Outro exemplo importante é o que define a sustentabilidade ambiental e socioeconômica da Unidade e que está incluído nos capítulos dos Cenários e dos Programas. Ambos têm como referência as demandas das comunidades. Mas não existe um espaço destinado ao levantamento e à identificação das demandas e dos cenários desenhados pelas próprias comunidades. Ou seja, o diagnóstico não necessariamente levará a comunidade a discutir onde está e onde quer chegar se não houver uma metodologia especificamente definida para este fim.
Por último, realizar a atividade de zoneamento da unidade poderia ser um meio de organizar todas as informações demandadas e de mobilizar a comunidade para pensar a área em conjunto, trocar informações com pesquisadores e organizar um projeto de futuro. Mas da forma como está, o zoneamento é mais um item da longa lista de dados a serem compilados em cada unidade.
3. Inovação: comunidades pesquisadoras versus Estado
Da forma como está definida a metodologia, o Plano de Manejo de cada UC demandará uma equipe multidisciplinar de cerca de 5 pessoas diretamente envolvidas, levará cerca de um ano para ser realizado e deverá ter um custo unitário bastante elevado. Ao final, se não forem realizadas correções de metodologia e objetivos, o produto será um enorme documento que ficará mofando nas prateleiras do IBAMA e não terá nenhuma utilidade prática para as comunidades.
Isso não quer dizer que não terá informações relevantes para a Amazônia. Poderá se transformar, porém, em um instrumento de poder do Ibama sobre as comunidades que passará a fiscalizar as áreas a partir do que estiver ali definido.
O problema é a falta de inovação e o papel passivo – de consulta – delegado às comunidades. Não faz juz à história das reservas extrativistas nem é coerente com o processo de criação de uma reserva extrativista que requer mobilização, organização e ativa defesa de seus interesses. Ao se inserir nas malhas do Estado, toda essa riqueza vai se burocratizar e virar documento de tecnocrata e de acadêmico e não instrumento de mobilização para a mudança da realidade.

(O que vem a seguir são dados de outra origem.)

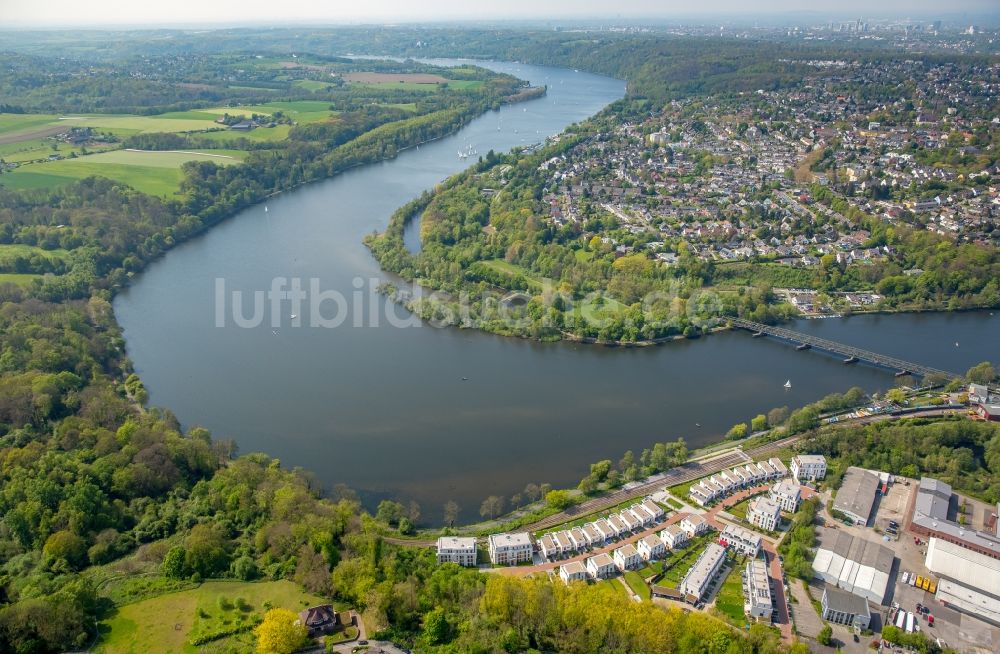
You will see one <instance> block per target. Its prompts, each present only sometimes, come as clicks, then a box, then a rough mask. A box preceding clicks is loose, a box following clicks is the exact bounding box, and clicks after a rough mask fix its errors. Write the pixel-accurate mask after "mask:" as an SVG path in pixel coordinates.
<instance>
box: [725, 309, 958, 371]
mask: <svg viewBox="0 0 1000 654" xmlns="http://www.w3.org/2000/svg"><path fill="white" fill-rule="evenodd" d="M731 322H732V324H733V326H734V327H739V328H740V329H746V330H747V331H749V332H750V333H751V334H753V336H755V337H760V336H765V335H766V336H773V337H775V338H780V339H782V340H785V341H789V342H791V343H794V344H796V348H797V349H799V350H808V349H810V348H816V349H819V350H824V351H826V352H831V353H833V354H839V355H841V356H843V357H844V363H857V362H858V361H865V362H867V363H871V364H874V365H877V366H882V367H883V368H889V369H891V370H895V371H896V375H897V376H900V377H901V376H903V375H919V376H921V377H927V376H928V375H937V376H942V377H944V378H946V379H956V378H958V377H960V375H956V374H955V373H953V372H949V371H947V370H939V369H937V368H931V367H930V366H925V365H921V364H919V363H913V362H912V361H903V360H902V359H897V358H896V357H891V356H887V355H884V354H879V353H878V352H871V351H869V350H862V349H861V348H858V347H854V346H852V345H844V344H843V343H838V342H836V341H831V340H828V339H825V338H819V337H818V336H809V335H808V334H803V333H801V332H797V331H793V330H791V329H785V328H784V327H774V326H771V325H765V324H763V323H759V322H753V321H752V320H744V319H743V318H733V319H732V320H731Z"/></svg>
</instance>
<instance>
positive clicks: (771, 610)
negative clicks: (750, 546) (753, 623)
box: [743, 558, 774, 622]
mask: <svg viewBox="0 0 1000 654" xmlns="http://www.w3.org/2000/svg"><path fill="white" fill-rule="evenodd" d="M743 596H744V597H745V598H746V599H745V601H744V605H743V609H744V611H745V612H746V614H747V615H748V616H749V617H750V618H751V619H753V620H763V621H766V622H770V621H771V614H772V612H773V611H774V601H773V598H772V597H771V584H770V579H769V578H768V576H767V564H766V563H764V561H763V560H762V559H758V558H754V559H753V560H752V561H748V562H747V566H746V571H745V573H744V575H743Z"/></svg>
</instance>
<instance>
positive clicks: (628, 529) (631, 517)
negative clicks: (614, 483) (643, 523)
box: [618, 509, 642, 531]
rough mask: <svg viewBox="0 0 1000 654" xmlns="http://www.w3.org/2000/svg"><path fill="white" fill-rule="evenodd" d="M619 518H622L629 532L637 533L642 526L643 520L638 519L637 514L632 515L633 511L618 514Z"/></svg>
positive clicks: (624, 511) (633, 514) (621, 512)
mask: <svg viewBox="0 0 1000 654" xmlns="http://www.w3.org/2000/svg"><path fill="white" fill-rule="evenodd" d="M618 517H619V518H621V521H622V522H623V523H625V526H626V527H627V528H628V530H629V531H635V530H636V529H638V528H639V527H641V526H642V520H640V519H639V518H637V517H636V516H635V514H634V513H632V511H630V510H629V509H625V510H624V511H621V512H620V513H619V514H618Z"/></svg>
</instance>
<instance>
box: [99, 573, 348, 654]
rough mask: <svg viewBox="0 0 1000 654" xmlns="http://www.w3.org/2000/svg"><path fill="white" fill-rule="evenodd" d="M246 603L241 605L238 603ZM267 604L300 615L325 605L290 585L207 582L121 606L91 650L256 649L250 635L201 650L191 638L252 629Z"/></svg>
mask: <svg viewBox="0 0 1000 654" xmlns="http://www.w3.org/2000/svg"><path fill="white" fill-rule="evenodd" d="M240 600H242V601H240ZM265 602H267V603H268V606H272V607H275V608H286V609H289V610H290V611H294V612H296V613H298V612H299V611H301V610H302V609H303V608H306V607H308V606H316V605H317V604H327V603H329V600H326V599H324V598H322V597H320V596H318V595H312V594H311V593H307V592H305V591H303V590H302V589H301V588H300V587H298V586H297V585H296V584H294V583H292V582H291V581H287V580H282V581H266V582H259V583H247V582H239V581H207V582H205V583H203V584H201V585H200V586H198V587H197V588H192V589H191V590H183V591H178V592H175V593H168V594H166V595H160V596H159V597H154V598H151V599H147V600H143V601H141V602H135V603H134V604H126V605H124V606H121V607H119V608H118V609H117V610H116V611H115V612H114V615H113V616H112V617H111V618H109V619H107V620H106V621H105V622H103V623H101V624H100V625H99V631H100V633H101V638H100V641H99V642H98V644H97V646H96V647H95V648H94V650H93V651H95V652H98V653H100V654H173V653H176V652H183V653H185V654H195V653H198V652H203V651H211V649H213V647H212V646H213V645H214V646H219V645H226V644H229V645H235V646H239V645H243V646H245V647H246V649H245V650H244V651H251V650H252V649H253V638H252V635H251V634H250V633H249V631H248V632H246V633H243V634H239V635H237V636H231V637H227V638H223V639H219V640H216V641H212V642H211V643H209V644H207V645H203V646H199V647H196V646H194V645H191V643H190V640H191V639H192V638H198V637H202V636H208V635H210V634H215V633H222V632H224V631H226V630H227V629H232V628H234V627H237V626H239V625H247V626H249V625H251V624H253V622H254V621H255V620H257V619H259V618H261V617H263V614H264V613H265V611H266V609H265V606H264V604H265Z"/></svg>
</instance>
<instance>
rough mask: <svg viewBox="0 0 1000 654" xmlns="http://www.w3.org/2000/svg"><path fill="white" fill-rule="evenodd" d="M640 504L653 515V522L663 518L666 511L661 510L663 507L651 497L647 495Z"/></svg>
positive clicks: (665, 514) (647, 510) (662, 519)
mask: <svg viewBox="0 0 1000 654" xmlns="http://www.w3.org/2000/svg"><path fill="white" fill-rule="evenodd" d="M640 506H642V508H644V509H646V512H647V513H649V514H650V515H651V516H653V522H659V521H660V520H663V517H664V516H665V515H666V511H664V510H663V507H662V506H660V505H659V504H657V503H656V502H654V501H653V500H652V498H649V497H647V498H646V499H644V500H643V501H642V504H641V505H640Z"/></svg>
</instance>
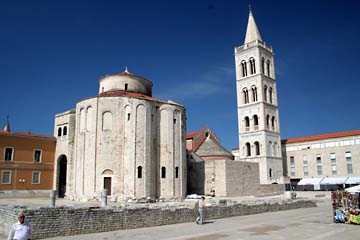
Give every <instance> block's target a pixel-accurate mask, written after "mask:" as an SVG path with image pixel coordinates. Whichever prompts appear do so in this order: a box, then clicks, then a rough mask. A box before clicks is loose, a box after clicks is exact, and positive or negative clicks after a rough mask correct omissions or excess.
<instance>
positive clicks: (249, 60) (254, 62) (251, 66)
mask: <svg viewBox="0 0 360 240" xmlns="http://www.w3.org/2000/svg"><path fill="white" fill-rule="evenodd" d="M249 63H250V74H255V73H256V69H255V59H253V58H250V59H249Z"/></svg>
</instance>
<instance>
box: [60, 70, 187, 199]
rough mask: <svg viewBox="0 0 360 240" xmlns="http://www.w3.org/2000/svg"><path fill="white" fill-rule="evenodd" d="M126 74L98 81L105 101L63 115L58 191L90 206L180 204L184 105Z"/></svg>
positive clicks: (79, 102)
mask: <svg viewBox="0 0 360 240" xmlns="http://www.w3.org/2000/svg"><path fill="white" fill-rule="evenodd" d="M152 86H153V84H152V82H151V81H149V80H147V79H145V78H142V77H139V76H136V75H134V74H132V73H130V72H128V71H127V70H126V71H125V72H122V73H120V74H114V75H110V76H105V77H103V78H101V79H100V87H99V94H98V95H97V96H95V97H90V98H87V99H84V100H81V101H79V102H78V103H77V104H76V109H74V110H70V111H67V112H64V113H60V114H57V115H56V117H55V129H54V134H55V135H56V136H57V146H56V153H55V178H54V189H56V190H58V192H59V196H60V197H63V196H67V197H69V198H70V199H76V200H89V199H94V198H99V197H100V193H101V191H102V189H104V188H105V189H107V190H108V195H109V196H111V197H112V199H113V200H115V199H117V200H124V201H127V200H129V199H132V200H155V199H168V200H169V199H179V198H183V197H185V194H186V150H185V144H186V133H185V127H186V122H185V119H186V116H185V108H184V106H182V105H180V104H177V103H174V102H170V101H169V102H164V101H160V100H158V99H155V98H153V97H152Z"/></svg>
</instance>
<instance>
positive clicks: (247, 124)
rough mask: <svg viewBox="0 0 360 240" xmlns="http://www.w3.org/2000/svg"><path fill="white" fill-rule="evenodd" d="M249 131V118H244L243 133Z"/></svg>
mask: <svg viewBox="0 0 360 240" xmlns="http://www.w3.org/2000/svg"><path fill="white" fill-rule="evenodd" d="M249 130H250V119H249V117H245V131H249Z"/></svg>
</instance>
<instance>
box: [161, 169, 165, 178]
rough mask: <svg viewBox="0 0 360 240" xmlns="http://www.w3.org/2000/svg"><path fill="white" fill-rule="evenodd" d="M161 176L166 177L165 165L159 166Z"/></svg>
mask: <svg viewBox="0 0 360 240" xmlns="http://www.w3.org/2000/svg"><path fill="white" fill-rule="evenodd" d="M161 178H166V167H161Z"/></svg>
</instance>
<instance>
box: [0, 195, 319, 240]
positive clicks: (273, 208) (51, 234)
mask: <svg viewBox="0 0 360 240" xmlns="http://www.w3.org/2000/svg"><path fill="white" fill-rule="evenodd" d="M219 203H220V202H219ZM219 203H218V204H216V205H213V206H207V207H206V211H205V218H206V219H209V220H210V219H217V218H225V217H233V216H241V215H249V214H257V213H263V212H273V211H280V210H289V209H296V208H303V207H315V206H316V204H315V202H313V201H309V200H296V201H285V200H284V201H282V202H258V203H251V204H249V203H243V204H241V203H237V202H231V201H230V202H226V201H223V202H222V203H221V204H219ZM20 211H22V212H24V213H25V215H26V219H27V220H28V221H29V222H30V224H31V226H32V237H33V239H41V238H49V237H55V236H66V235H76V234H85V233H87V234H88V233H94V232H105V231H114V230H120V229H131V228H140V227H151V226H159V225H166V224H175V223H183V222H192V221H194V219H195V218H196V211H197V208H196V204H194V203H193V202H188V203H181V204H177V205H173V206H170V205H167V206H166V207H164V206H151V207H150V206H142V207H139V206H136V207H135V206H134V207H125V208H124V207H113V208H97V207H96V208H91V207H90V208H75V207H57V208H45V207H42V208H33V209H28V208H26V207H20V206H17V207H16V206H9V205H1V206H0V226H3V228H0V232H2V233H3V234H7V232H4V231H7V230H8V229H10V228H11V225H12V224H13V223H14V222H16V219H17V213H18V212H20ZM60 220H61V221H60Z"/></svg>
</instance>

A institucionalização das reservas extrativistas é um processo delicado e que requer uma revisão do papel do Estado nas unidades de conservação. Entendo as unidades de uso sustentável como resultado de um pacto entre Estado e comunidades em torno da gestão dos territórios e esse pacto requer regras mutuas de convivência e de uso dos recursos e ambos devem criá-las em conjunto sob pena de se perpetuar a idéia de comunidades passivas ou dependentes e governos autoritários ou populistas.
Imagino o processo de elaboração de um Plano de Manejo como uma oportunidade única de mobilização de energias de conhecimento e prática, de reflexão e ação, de envolvimento e crítica, de história e futuro. É também uma oportunidade de criar parcerias sólidas, de envolver centros locais de pesquisa, de revolucionar métodos, de criar novas oportunidades de aprendizado para os moradores das reservas, de contribuir para o auto-conhecimento da comunidade e de seus recursos e a consolidação dos laços que vão permitir um projeto de futuro. E de definir um outro tópico fundamental não previsto na metodologia apresentada: indicadores de monitoramento, instrumento que pode ser muito útil para acompanhar a execução dos programas e objetivos definidos pelas comunidades e formalizados no Plano.
Não estou falando teoricamente. Apliquei recentemente essa metodologia na elaboração do Plano de Desenvolvimento Sustentável da RDS do Rio Iratapuru no Amapá, resultado de um contrato da Natura com a AMAPAZ/DS, e o resultado final foi excelente.